As the 100th Congress begins a new year of work, it immediately faces an economic dilemma that is agonizingly old: what to do about the monstrous and dangerous U.S. deficit. Despite all efforts in years past to control it, the gap between federal spending and revenues grew to a record $221 billion in fiscal 1986. This week, as President Reagan sends Congress his 1988 budget, the annual battle over the deficit gets under way. Behind the barrage of statistics and beyond the parade of partisan interest groups fighting for bigger shares of the federal pie, the issue at stake is, quite simply, the well-being of the U.S. economy. The outcome of the budgetary wrangles could have a profound effect on taxes and take-home pay, interest rates and the cost of a house, the health of the stock market and the value of the dollar.

In many ways Reagan's 1988 budget seems like a wishful blueprint for a miracle. The President proposes to slash the deficit to $108 billion, the 1988 target prescribed by the Gramm-Rudman law, without a tax increase and while still boosting defense spending by 3%, after adjustment for inflation. The deficit reduction would come entirely through further cuts in social and other nondefense spending, along with short-term expedients like sales of Government assets. But private economists are almost universally doubtful that the formula can work. Charles Schultze, a Brookings Institution scholar who was President Carter's chief economic adviser, sees "no way" that the 1988 Gramm-Rudman goal can be met without a tax increase.

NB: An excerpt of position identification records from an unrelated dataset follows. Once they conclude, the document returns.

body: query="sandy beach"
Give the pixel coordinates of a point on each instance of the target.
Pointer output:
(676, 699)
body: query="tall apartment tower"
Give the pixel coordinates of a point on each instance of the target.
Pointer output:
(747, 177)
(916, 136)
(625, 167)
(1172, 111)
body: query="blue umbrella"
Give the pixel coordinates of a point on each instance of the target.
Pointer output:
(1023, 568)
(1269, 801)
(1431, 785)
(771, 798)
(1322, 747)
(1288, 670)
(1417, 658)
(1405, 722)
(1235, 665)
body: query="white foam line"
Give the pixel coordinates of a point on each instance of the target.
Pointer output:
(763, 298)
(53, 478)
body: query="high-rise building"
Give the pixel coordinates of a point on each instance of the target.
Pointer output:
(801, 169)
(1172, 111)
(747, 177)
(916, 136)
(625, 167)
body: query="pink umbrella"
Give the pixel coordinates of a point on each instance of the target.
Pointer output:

As in the past few years, Congress is likely to reduce the President's defense request and insist on fewer cuts in social programs. Since the Democrats have taken control of the Senate and already command the House, Reagan will find it more difficult than ever to get a budget that even remotely resembles his original plan. Though James Miller, Director of the Office of Management and Budget, maintains that the President's budget is "eminently doable," critics are labeling it "dead on departure."

Congress is still weary from its struggle with the 1987 budget. In the end the lawmakers decided to let federal spending pass the once inconceivable $1 trillion mark this year. Their final spending bill anticipated a deficit of $154 billion, as permitted by Gramm-Rudman. But the Congressional Budget Office now projects a 1987 deficit of $174.5 billion, and some private economists say it may go as high as $190 billion.

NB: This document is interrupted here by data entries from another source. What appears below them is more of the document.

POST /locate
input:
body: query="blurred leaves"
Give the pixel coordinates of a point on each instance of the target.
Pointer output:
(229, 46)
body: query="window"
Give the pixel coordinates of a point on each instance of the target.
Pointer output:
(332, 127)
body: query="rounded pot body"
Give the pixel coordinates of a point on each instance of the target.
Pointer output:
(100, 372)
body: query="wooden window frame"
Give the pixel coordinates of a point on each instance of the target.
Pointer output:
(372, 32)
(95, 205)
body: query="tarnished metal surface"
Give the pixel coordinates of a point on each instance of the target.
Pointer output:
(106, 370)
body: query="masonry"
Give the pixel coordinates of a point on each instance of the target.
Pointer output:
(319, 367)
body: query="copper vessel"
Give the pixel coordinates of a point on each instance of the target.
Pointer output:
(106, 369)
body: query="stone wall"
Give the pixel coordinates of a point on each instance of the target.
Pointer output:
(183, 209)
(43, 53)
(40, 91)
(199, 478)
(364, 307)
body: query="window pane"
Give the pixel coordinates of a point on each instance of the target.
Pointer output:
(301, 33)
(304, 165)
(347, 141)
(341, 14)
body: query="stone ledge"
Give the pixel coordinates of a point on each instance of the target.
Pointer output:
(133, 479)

For 1988 Reagan has proposed spending $1.02 trillion against expected revenues of only $916 billion. He thus becomes the first President to send a trillion dollar budget to Capitol Hill. His proposals call for the deficit to be cut to the $108 billion Gramm-Rudman target through a combination of $42 billion in spending reductions and revenue increases. Some $20 billion of that would be trimmed from domestic programs, including mass-transit aid, housing assistance and farm subsidies. Social Security, as usual, remains untouchable.